Petya ransomware developers have once again caught the cyber community by surprise after a new and improved version of the virus started spreading havoc across the computers.
The virus was first spotted in Ukraine, where it paralyzed businesses and official institutions, locking computers and demanding 300 dollar payment for their decryption. Currently, Petya already holds hostage more than 2000 computers across the world. Attack reports flow from law firms, banks, healthcare institutions and organizations in Poland, UK, France, Italy, US and dozens of other countries. It seems that at least for now, there is virtually no way of immobilizing the threat.
Talking about the ransomware itself, the parasite seems to have undergone quite significant changes. It looks different and applies new hijack techniques, unlike its previous versions. Because of that, some malware experts have even started inventing new names for this threat, referring to it as Petya.a, NotPetya, GoldenEye or Petrwrap.The virus now drops several types of files on the infected computers:
- its executable file ( petwrap.exe),
- ransom notes (Petya.a Virus.htm and Petya.a Virus.txt)
- and an image file (Petya.a Virus.bmp) that the virus uses to replace the regular desktop image.
The ransom notes can be found on all infected folders for easy access. These documents contain instructions explaining the process of data recovery.
We should warn you that even if you have become a victim of ransomware attack, you should collaborate with the criminals. You can’t be sure whether the criminals are going unlock your PC or simply vanish with your money and your hope for recovering your files. It is always a better option to remove the ransomware and wait for alternative data recovery keys to be invented.

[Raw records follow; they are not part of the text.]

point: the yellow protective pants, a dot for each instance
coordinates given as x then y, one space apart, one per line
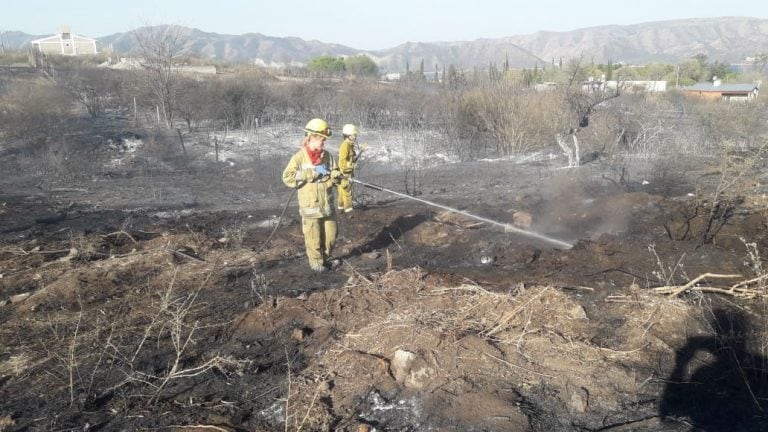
345 195
319 238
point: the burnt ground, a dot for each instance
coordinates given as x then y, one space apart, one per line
139 299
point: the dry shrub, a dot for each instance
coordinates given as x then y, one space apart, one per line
518 119
33 111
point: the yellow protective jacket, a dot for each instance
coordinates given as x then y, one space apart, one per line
315 191
347 157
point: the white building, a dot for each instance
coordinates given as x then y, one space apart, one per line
65 43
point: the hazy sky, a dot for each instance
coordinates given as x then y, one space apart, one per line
357 24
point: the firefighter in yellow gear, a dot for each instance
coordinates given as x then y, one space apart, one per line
314 173
347 160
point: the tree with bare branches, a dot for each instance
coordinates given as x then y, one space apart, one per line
161 48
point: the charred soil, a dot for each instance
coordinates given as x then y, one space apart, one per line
138 302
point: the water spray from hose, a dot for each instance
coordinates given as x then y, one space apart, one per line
507 227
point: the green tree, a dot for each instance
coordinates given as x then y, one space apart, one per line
361 65
326 65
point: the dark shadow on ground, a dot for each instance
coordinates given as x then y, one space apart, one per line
389 234
725 392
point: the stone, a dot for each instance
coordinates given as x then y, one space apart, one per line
400 364
522 219
20 297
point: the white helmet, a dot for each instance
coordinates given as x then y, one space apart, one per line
349 130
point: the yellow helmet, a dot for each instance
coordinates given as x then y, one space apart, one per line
349 130
318 127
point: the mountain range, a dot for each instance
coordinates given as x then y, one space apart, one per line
728 39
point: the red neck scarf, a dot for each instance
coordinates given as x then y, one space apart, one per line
315 156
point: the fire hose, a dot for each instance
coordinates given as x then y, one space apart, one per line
507 227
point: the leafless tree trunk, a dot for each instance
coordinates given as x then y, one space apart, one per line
581 103
162 52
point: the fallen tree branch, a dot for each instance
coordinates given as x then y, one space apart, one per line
120 232
674 291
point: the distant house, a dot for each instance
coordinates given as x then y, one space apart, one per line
716 90
638 86
65 43
593 85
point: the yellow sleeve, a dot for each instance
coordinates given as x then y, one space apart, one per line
293 176
345 158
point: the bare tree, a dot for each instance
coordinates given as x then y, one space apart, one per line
161 48
581 100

When it comes to the malware distribution, the virus may use spam campaigns and even the simplest adware such as WinSnare, as long as it redirects the victims to the some infectious website where the virus payload can be downloaded to the computer.
It has already been confirmed that Petya employs the Eternal Blue tool infamously leaked from NSA’s secret databases and exploits zero day software vulnerabilities to get inside systems. This course of action is nearly identical to what we have witnessed during WannaCry that took place in May. We probably would not be wrong by saying that WannaCry’s success could have been the cause of the sudden Petya’s upsurge.
Petya virus is spreading rapidly and, at the moment, there is no “kill switch” to stop it. Home users, businesses, and institutions are advised to secure their computers networks, upgrade expired and no longer supported Windows versions to the latest ones and backup their data.